Looking to Next Year and Beyond...Moving from Testing to Talking
By Matt Young
What if I told you to stop testing your students? Would you be okay with that? What if I told you that you could test your students, but in a way that they had to answer the questions and could not cheat? Does that sound better? So far, if you have read any of these posts I have written, I have asked you not to teach for the first couple of weeks, allow personal choice in projects, provide clear rubrics, and reverse engineer your thinking. Now I am asking you not to test them? I bet you’re thinking, “Who is this guy and what is he doing?”.
I do not know about you, but only 10% of our students will move on to Intermediate and Advanced levels of art. So that means 90% of our students will not have any more art after they take two beginning classes with us. Is it important for us to give them a traditional test, have them memorize terms, and answer true and false questions? Or, is it more important for them to be able to talk about their art, remember the experience, explain the process, and articulate why they made the choices they did? I would argue the latter. My job is two fold: To prepare “non” art students to appreciate art and the process and to prepare my 10% to be able to critique and talk fluently about their and others’ works.
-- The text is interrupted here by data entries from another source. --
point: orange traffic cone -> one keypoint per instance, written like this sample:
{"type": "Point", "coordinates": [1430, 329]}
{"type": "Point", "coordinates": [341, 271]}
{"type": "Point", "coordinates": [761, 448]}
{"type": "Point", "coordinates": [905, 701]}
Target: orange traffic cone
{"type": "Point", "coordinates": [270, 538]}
My call for this post is for you to think about preparing your students to be lifelong learners of art that promote an artistic culture in their community. What is the difference in these two questions?
1. List 4 design elements.
2. Describe where you used 4 design elements in your work.
Both of them show the need to know art elements, but the first asks a student to memorize the elements, the second asks the student to apply this knowledge to their work. The second question cannot be answered without a personal understanding of their work. This is a much more powerful connection.
How about these two?
1. What is slip? What does a scoring tool look like (insert image choice here)
2. Describe on your project where you had to slip and score. Why was this process important to the overall construction of your piece.
Again, one question asks for memorization the other for understanding.
The other great thing about switching to this personal level of thinking with beginning students is it allows for you to build on these questions when you hit the intermediate level questions. The goal is for students to be able to speak about their own work and ask meaningful questions as we send them off into the world. Here is how we structure this at our school:
Beginning level - Students will be given questions that direct them to personalized answers using “art language”.
Intermediate Level - Students will choose their own questions (from a question bank) that pertain to the work they are doing and will answer these questions using “ art language”.
Adv/AP Level - Students will participate in classroom critiques where they generate their own questions and answers using “art language”.
My challenge to you this week is to take a look at your testing. Do you need to test? If you do, consider at least adding a section to the test where your students are asked to answer questions that pertain specifically to their work. If I have not said this clearly enough in my posts, our job is to produce self sustained artists and creative thinkers that value personal choice. We need to make sure that everything we assess in our classrooms pertain to that. And keep this in mind as we utilize/nurture these concepts/process/skills.